Page 1 of 1

Bug in FPU Coprocessor float division?

Posted: Tue May 14, 2019 8:03 pm
by michal1
Hello,

I have noticed that using the native FPU division instructions leads to unexpected results when dividing two floating numbers of significantly different exponents.

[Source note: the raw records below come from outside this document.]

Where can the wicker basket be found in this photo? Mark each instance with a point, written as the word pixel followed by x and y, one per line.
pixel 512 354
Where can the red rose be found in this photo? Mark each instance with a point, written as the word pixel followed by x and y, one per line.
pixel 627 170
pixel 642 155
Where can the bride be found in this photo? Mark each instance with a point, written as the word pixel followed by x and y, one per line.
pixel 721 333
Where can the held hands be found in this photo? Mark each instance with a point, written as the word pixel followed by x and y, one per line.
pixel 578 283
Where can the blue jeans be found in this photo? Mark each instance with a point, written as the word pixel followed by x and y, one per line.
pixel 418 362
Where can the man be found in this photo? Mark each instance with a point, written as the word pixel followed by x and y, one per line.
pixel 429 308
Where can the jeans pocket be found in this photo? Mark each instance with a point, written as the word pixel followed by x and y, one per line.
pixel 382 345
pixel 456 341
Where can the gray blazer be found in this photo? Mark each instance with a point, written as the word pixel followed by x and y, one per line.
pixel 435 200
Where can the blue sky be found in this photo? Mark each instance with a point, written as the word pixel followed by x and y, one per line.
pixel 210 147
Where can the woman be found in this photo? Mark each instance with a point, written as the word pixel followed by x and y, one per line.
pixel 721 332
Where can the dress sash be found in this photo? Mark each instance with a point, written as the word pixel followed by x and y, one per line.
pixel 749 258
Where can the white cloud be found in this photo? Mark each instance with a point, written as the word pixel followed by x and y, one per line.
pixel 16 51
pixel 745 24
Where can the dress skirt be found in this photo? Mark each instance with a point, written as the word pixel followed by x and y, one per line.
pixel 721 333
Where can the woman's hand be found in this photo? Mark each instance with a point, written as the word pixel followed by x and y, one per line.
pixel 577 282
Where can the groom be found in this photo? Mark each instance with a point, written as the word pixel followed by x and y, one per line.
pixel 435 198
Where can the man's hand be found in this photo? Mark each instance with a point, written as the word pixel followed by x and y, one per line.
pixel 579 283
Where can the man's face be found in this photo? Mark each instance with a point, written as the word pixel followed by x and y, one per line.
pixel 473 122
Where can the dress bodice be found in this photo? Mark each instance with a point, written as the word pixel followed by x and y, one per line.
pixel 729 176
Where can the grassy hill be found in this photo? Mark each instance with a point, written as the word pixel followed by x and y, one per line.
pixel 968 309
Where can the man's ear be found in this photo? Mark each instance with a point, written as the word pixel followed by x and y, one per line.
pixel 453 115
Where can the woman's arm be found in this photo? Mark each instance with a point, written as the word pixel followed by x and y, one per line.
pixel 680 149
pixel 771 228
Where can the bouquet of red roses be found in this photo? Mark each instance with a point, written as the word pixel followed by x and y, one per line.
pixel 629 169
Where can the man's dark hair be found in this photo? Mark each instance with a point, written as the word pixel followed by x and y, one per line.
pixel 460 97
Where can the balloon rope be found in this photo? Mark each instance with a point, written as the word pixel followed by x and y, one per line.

It seems that if a division operator is used in C code, gcc inserts a call to __divsf3() which does not use the native FPU division instructions but instead relies on software implementation and gives the correct result. As I am working on computationally intensive DSP code, performance is really important to me and I would like to use the native instructions instead. Using the FPU instruction sequence for division as documented in the ISA Reference manual and implemented in divsf() : https://github.com/espressif/esp-idf/bl ... /test_fp.c however leads to wrong results (typically 0.0) when the two exponents differ a lot. The FPU division should however be IEEE compliant according to documentation.

An example code:

Code: Select all

float x = 24e9;
float y = 4;

printf("C: %.2f/%.2f = %.2f\n", x,y, x/y);
printf("ASM: %.2f/%.2f = %.2f\n", x,y, divsf(x,y));

x = 17;
y = 4;

printf("C: %.2f/%.2f = %.2f\n", x,y, x/y);
printf("ASM: %.2f/%.2f = %.2f\n", x,y, divsf(x,y));
Output:

Code: Select all

C: 24000000000.00/4.00 = 6000000000.00
ASM: 24000000000.00/4.00 = 0.00
C: 17.00/4.00 = 4.25
ASM: 17.00/4.00 = 4.25
I was wondering if anybody has come across those issues and if this is indeed a hardware bug in the FPU or if there are perhaps limitations to the native FPU?

Thank you very much!

Re: Bug in FPU Coprocessor float division?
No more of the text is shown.